Le célèbre politologue Guillaume Bernard a été interrogé par nos confrères de VA sur la conférence de presse d’Emmanuel Macron. Extraits :
Emmanuel Macron a pulvérisé et siphonné la gauche sociale-démocrate en 2017 ; il en a fait de même avec la droite libérale en 2022. Le macronisme a toujours été et reste l’expérience française de la « grande coalition », marquant encore plus officiellement que les cohabitations, la réunification du libéralisme culturel (resté à gauche) et du libéralisme économique (qui, entre le milieu du XIXe et du XXe siècles, avait glissé à droite). Comme toute force politique, le macronisme (qui portera un autre nom lorsqu’il sera incarné par une autre personne) cherche à occuper le segment le plus large possible sur le spectre politique. Mais, conquérir l’espace politique « à droite » ne signifie nullement être devenu « de droite ». En fait, le président de la République se focalise sur le côté du spectre politique d’où vient le principal danger, celui qui est en expansion. Il se rend parfaitement compte de la droitisation de l’opinion publique (inquiète par l’immigration, l’insécurité, le fiscalisme, etc.).

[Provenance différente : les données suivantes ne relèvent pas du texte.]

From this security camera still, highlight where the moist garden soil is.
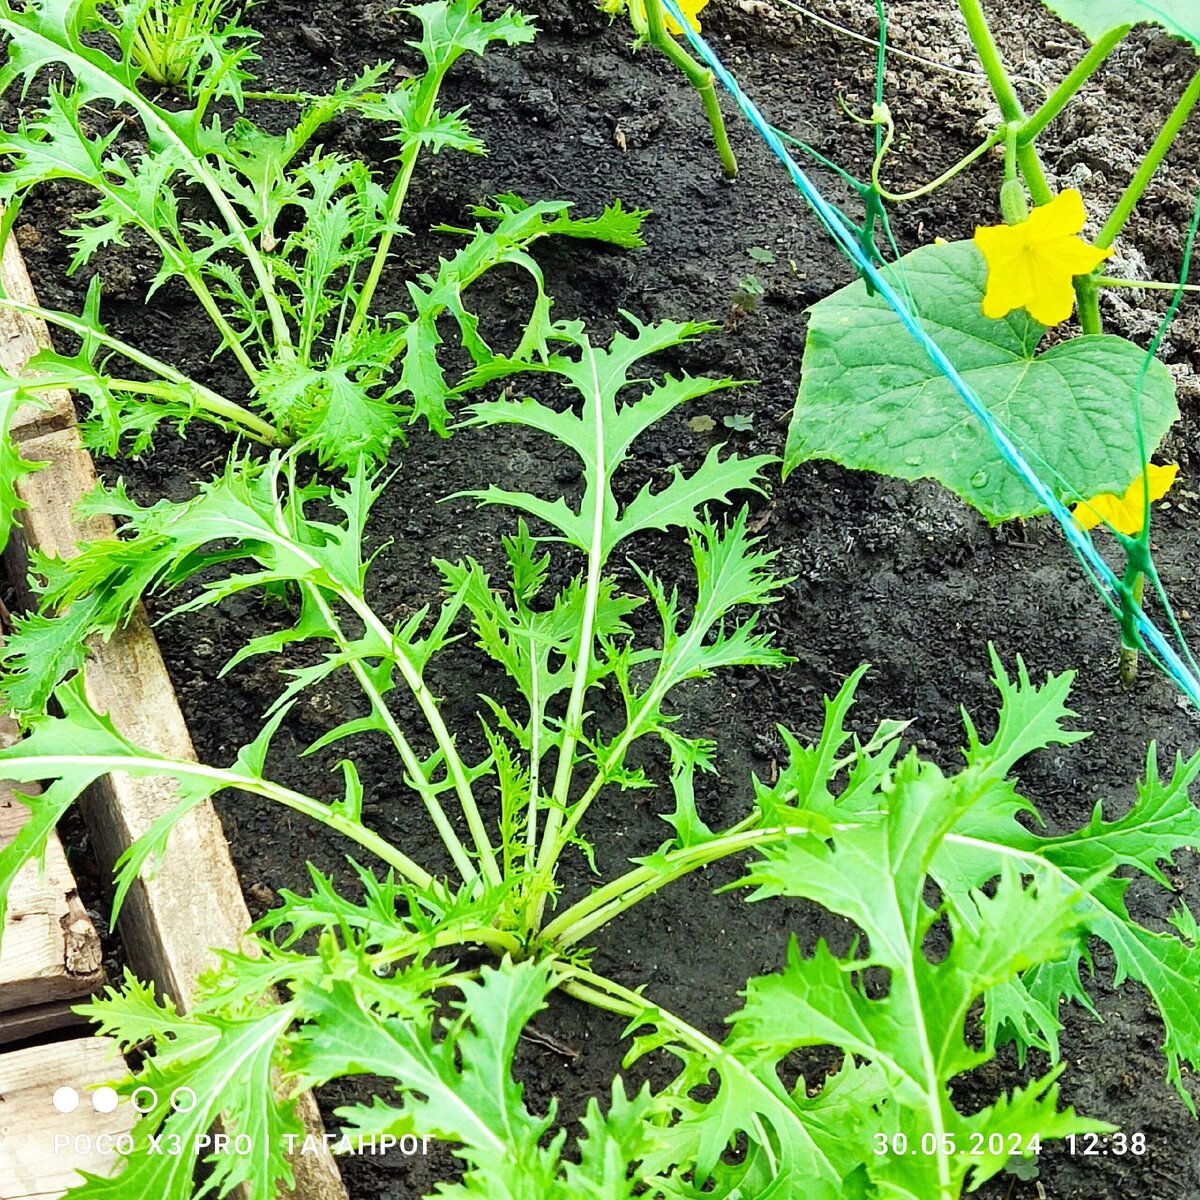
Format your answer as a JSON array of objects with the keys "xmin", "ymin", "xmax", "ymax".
[{"xmin": 8, "ymin": 0, "xmax": 1200, "ymax": 1197}]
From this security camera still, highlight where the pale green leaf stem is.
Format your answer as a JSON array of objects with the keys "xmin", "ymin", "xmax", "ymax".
[{"xmin": 0, "ymin": 293, "xmax": 277, "ymax": 441}]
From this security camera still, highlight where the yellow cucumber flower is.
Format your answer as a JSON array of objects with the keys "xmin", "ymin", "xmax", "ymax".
[
  {"xmin": 973, "ymin": 189, "xmax": 1111, "ymax": 326},
  {"xmin": 1073, "ymin": 463, "xmax": 1178, "ymax": 536},
  {"xmin": 630, "ymin": 0, "xmax": 708, "ymax": 35}
]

Il utilise donc du vocabulaire et des expressions empruntées à la droite nationale. Cependant, parler de réarmement démographique ou souhaiter que la France reste la France peut être compris et interprété de bien des manières. Sont-ce les Français identitairement enracinés qu’il s’agit de voir croître en nombre ou les personnes ayant, juridiquement, la citoyenneté de l’actuel régime en place en France ? C’est le même type de quiproquo qui eut lieu, en 2007, entre Nicolas Sarkozy et une partie de ses électeurs, à propos de l’identité nationale. En outre, faire l’apologie de la natalité tout en constitutionnalisant l’avortement est évidemment contradictoire mais permet de satisfaire tous azimuts : le règne du « en même temps ». Ceci dit, il n’en demeure pas moins qu’Emmanuel Macron contribue à légitimer dans le débat public certains sujets traditionnels de la pensée de droite. Il pourrait donc finalement être pris à son propre piège.